Case ID: so2d_593/html/1153-01.html
Source: Caselaw Access Project
Author: {"author": "DOWNEY, Judge. STONE, Judge,", "license": "Public Domain", "url": "https://static.case.law/"}
Date Created: 2024-08-24T03:29:51.129683

Jerry Douglas SULLIVAN, Appellant, v. Diana Lee SULLIVAN, Appellee.
    No. 90-0173.
    District Court of Appeal of Florida, Fourth District.
    Feb. 12, 1992.
    Bruce H. La Kam, Pompano Beach, for appellant.
    Diana Lee Sullivan, pro se.
   DOWNEY, Judge.

The appellant, Jerry Sullivan, appeals from an order adjudging him in contempt for failure to pay the alimony contained in the property settlement agreement which was incorporated into the final judgment of dissolution of marriage.

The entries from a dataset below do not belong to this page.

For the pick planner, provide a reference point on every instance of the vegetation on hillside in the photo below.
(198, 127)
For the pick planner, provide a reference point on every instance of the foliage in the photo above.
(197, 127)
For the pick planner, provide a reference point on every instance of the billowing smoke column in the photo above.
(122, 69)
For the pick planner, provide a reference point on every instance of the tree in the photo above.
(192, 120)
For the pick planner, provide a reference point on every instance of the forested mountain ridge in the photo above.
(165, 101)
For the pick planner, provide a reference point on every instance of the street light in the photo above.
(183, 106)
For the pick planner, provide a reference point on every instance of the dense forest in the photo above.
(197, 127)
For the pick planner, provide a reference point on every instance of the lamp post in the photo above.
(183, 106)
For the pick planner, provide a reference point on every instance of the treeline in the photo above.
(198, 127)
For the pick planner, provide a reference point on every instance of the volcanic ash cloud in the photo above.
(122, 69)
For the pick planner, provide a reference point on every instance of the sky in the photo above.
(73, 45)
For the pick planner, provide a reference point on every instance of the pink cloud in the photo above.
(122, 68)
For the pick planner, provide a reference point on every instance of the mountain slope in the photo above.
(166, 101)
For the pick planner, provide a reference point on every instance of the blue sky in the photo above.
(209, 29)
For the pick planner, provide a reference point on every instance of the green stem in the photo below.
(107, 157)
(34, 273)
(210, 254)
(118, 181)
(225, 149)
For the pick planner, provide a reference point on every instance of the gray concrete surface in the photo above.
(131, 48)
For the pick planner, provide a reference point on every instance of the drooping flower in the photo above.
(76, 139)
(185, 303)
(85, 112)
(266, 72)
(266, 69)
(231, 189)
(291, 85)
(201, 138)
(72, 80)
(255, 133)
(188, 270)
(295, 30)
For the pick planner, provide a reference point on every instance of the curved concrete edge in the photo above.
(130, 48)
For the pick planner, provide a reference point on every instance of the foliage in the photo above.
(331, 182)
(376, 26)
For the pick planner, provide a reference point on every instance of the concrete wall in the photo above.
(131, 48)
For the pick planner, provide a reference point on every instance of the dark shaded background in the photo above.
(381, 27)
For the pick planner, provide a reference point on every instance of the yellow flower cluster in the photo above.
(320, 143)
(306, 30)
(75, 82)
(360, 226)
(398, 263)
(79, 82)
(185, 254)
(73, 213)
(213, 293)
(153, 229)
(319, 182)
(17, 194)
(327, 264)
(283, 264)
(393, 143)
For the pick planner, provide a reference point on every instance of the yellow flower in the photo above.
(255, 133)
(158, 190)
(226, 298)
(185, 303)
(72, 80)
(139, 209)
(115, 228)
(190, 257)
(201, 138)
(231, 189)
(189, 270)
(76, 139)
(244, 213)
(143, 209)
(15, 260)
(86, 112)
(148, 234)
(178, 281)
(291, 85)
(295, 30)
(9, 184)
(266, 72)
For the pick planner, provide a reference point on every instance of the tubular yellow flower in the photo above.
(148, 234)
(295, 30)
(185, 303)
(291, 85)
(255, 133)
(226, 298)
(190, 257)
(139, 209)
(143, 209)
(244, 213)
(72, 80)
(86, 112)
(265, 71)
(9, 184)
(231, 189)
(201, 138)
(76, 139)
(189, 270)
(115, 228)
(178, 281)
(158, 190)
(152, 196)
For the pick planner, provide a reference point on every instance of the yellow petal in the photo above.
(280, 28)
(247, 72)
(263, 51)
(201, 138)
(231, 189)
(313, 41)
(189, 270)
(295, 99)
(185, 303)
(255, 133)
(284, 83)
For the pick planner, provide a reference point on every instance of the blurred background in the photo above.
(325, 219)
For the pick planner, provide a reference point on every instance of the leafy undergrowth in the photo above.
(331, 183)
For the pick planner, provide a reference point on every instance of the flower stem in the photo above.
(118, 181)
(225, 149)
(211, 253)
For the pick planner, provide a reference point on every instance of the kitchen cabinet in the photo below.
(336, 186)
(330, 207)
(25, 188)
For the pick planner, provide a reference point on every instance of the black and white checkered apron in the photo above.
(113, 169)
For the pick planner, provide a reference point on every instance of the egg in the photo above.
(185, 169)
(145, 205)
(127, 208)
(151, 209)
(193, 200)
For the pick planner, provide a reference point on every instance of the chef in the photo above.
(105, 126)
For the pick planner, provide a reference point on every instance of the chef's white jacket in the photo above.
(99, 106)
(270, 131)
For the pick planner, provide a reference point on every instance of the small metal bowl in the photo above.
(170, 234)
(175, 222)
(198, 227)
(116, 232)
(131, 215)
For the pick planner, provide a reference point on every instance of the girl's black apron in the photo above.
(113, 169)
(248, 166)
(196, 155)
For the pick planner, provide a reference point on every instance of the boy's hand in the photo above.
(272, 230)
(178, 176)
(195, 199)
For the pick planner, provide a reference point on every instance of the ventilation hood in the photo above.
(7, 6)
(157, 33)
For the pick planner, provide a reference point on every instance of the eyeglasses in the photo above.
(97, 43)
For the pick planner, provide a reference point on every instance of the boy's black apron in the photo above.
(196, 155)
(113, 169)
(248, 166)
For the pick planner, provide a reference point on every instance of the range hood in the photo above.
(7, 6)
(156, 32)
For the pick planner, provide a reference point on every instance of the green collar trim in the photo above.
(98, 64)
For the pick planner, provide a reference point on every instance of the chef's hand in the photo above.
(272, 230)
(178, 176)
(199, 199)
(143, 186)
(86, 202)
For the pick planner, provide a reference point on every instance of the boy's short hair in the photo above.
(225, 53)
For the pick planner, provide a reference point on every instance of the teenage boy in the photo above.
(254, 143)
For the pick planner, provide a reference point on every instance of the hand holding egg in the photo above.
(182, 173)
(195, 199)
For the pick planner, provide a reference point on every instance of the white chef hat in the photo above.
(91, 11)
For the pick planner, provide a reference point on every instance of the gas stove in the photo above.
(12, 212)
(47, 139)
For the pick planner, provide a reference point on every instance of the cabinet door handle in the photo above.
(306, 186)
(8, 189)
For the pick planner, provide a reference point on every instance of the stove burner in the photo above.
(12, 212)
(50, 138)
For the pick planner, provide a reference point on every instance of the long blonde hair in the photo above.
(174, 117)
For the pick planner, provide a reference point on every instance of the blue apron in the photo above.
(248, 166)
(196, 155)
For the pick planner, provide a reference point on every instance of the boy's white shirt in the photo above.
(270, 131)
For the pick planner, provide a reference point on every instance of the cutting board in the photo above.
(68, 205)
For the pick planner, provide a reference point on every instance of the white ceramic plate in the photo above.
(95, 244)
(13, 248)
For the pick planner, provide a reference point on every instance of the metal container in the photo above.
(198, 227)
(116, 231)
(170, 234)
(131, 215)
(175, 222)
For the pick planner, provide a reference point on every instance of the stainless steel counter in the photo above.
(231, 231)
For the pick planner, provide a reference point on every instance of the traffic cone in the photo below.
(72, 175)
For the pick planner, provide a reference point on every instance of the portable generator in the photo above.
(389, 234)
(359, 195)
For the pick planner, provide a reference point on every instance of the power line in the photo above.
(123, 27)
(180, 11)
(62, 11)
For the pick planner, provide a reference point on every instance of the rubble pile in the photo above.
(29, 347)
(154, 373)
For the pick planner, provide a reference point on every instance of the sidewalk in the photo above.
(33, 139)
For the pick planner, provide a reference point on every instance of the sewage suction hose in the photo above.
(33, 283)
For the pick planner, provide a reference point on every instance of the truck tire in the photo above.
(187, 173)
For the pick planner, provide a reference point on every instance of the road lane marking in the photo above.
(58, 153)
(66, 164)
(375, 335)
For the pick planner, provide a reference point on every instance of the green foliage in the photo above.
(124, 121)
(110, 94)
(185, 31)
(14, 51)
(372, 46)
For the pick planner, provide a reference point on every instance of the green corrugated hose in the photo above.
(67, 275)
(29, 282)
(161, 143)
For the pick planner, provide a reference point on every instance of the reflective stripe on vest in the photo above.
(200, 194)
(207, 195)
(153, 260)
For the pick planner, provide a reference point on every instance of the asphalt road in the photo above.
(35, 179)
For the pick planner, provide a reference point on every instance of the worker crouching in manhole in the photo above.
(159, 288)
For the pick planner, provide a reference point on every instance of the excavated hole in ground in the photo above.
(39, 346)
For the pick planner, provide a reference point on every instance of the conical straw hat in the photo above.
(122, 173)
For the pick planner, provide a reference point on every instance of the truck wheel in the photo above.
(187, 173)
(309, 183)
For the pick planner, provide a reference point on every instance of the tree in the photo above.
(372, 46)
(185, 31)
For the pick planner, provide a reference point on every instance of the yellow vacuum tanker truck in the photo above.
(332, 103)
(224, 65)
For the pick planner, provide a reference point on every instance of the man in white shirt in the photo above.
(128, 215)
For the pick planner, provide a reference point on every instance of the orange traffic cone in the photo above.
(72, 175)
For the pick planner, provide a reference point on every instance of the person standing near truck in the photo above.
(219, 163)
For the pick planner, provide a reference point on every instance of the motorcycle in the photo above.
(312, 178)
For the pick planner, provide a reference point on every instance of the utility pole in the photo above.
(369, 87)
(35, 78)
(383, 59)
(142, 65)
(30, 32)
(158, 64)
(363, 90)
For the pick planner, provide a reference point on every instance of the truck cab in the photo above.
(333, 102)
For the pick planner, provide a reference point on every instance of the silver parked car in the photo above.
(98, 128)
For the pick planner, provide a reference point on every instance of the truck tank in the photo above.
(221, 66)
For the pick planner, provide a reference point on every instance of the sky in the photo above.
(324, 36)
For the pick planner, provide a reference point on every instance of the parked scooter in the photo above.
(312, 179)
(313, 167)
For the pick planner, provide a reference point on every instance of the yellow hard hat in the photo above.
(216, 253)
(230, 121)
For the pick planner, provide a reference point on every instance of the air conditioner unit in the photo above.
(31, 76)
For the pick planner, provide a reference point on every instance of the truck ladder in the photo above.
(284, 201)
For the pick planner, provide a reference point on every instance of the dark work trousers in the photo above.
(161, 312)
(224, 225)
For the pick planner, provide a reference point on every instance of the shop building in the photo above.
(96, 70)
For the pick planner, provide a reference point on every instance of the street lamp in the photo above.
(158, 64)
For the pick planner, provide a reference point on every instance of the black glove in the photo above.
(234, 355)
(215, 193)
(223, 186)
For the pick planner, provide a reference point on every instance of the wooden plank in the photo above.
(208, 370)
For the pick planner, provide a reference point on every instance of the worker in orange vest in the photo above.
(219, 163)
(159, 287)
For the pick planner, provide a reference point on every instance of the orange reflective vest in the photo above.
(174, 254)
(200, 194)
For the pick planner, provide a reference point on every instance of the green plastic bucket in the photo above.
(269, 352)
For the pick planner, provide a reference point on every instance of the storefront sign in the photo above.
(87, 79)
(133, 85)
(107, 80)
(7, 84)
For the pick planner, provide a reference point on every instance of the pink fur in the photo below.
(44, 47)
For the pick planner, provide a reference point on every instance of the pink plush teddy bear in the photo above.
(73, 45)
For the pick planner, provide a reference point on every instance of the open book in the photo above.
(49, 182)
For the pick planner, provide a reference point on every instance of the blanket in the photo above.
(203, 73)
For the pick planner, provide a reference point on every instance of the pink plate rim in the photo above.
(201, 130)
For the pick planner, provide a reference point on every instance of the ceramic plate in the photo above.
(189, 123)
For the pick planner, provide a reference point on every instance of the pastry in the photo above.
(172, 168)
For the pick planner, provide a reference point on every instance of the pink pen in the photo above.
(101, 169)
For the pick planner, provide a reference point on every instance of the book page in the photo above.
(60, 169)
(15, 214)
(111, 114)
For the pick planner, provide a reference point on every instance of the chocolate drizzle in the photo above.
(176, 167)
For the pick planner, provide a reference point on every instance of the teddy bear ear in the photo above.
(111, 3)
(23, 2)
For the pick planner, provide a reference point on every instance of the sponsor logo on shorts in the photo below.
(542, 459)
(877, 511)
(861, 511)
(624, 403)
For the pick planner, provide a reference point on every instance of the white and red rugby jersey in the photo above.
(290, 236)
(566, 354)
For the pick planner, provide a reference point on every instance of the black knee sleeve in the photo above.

At the time of dissolution, appellant agreed to pay his wife $250 per week alimony. According to the record, he was then making approximately $1000 per week as a plasterer. He contends that he now takes home approximately $400 to $500 per week. The record indicates that his income has gradually diminished during the nearly four years since the termination of the marriage. The evidence adduced in support of the wife’s motion for contempt and the husband’s motion for modification reflects that the husband lives with a woman and her child in an apartment for which he pays the rent of $430 per month. He also pays $220 per month for food and he lists numerous other expenses. His “roommate” testified that she makes approximately $600 per week, which she commingles with the husband’s income in a joint checking account. She also testified that she pays some of the expenses and has lent the husband substantial sums to meet his alimony obligations, particularly when he had been cited for contempt and jailed on a previous occasion.

Counsel for appellee, at a hearing for contempt in December, 1989, described the unilateral diminution of the weekly alimony payment since the dissolution judgment in this fashion:

We got payments of the correct amount of $250 a week for five weeks and then it dropped to a hundred and fifty for about eight or nine weeks and then to a hundred for four weeks and then to fifty....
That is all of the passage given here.